Despite Bush's elevation as the "CEO President", continued negative fallout from his management decisions - think Iraq, Katrina, corruption in the leadership of his party (the President is still the head of the party), the general economy - reveals the lies of the propaganda his protectors have thrown up to protect him. If Bush were to run his company in the way he manages the country, the stock would be in the tank and there would be several investigations going on. Come to think of it, that may not be far from the truth.
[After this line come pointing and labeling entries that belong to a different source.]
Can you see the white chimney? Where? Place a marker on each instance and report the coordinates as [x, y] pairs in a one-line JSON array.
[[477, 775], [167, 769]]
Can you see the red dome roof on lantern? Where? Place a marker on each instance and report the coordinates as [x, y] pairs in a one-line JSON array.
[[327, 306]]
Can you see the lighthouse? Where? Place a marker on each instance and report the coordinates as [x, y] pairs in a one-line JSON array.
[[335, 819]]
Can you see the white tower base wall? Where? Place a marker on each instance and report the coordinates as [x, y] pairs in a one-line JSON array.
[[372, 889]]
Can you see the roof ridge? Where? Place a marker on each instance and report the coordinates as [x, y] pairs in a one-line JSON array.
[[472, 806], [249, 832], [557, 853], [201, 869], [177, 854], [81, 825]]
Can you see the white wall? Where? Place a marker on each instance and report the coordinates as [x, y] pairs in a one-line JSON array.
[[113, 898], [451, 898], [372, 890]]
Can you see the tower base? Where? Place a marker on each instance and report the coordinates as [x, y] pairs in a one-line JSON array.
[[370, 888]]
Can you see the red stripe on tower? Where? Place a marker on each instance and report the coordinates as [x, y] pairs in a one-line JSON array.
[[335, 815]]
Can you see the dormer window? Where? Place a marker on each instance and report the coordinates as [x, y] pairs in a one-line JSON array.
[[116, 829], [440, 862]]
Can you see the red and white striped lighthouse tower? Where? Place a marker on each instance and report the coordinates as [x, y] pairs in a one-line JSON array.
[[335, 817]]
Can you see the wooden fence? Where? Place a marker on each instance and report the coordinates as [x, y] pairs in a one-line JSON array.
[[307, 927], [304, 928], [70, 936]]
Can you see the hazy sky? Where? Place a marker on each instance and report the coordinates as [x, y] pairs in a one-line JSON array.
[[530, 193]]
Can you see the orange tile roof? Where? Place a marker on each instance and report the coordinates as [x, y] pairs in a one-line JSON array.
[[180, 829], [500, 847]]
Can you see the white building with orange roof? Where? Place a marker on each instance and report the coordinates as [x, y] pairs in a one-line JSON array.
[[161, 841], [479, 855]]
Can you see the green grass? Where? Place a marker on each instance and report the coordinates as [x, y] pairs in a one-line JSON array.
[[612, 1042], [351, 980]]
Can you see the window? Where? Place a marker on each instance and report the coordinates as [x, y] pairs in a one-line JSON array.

The President played to his base promising that he would deliver unto them a more conservative, more Christian nation. All he asked was a little patience. As has been pointed out elsewhere, the Supreme Court picks were supposed to be their payoff. They were promised the appointment of justices who would overturn Roe and would finally vanquish the false concept of a separation between Church and State.

Denied.

Bush's base, the conservative christians, took some body blows when it came to small-government conservatism. The payoff would come, they told themselves. When Robert was appointed, the right was happy, not ecstatic, but he was generally "one of them". The next pick was supposed to be their pick. If Roberts was the consesus conservative, O'Connor's replacement was to be the christian conservative, the one they could shove in the face of liberals, modernists and Democrats. The pick that would help the U.S. shoulder its proper mantle of one nation under, of and for God.

Instead they got taken.

Bush is finished. Soon other conservative politicians will woo away the support of the base and try to consolidate it enough for a run in 2008. Yet after the decades of work bringing the christian right into the political system, might this send them back into the wilderness? They held Bush up as the embodiment of their values and he, time and again, took their support and went the other way. If they couldn't achieve their dreams with a two-term President that made Reagan look like a moderate, what is left for them?

Perhaps more importantly, now that Bush has revealed his true colors, can we get back to the business of responsible governance?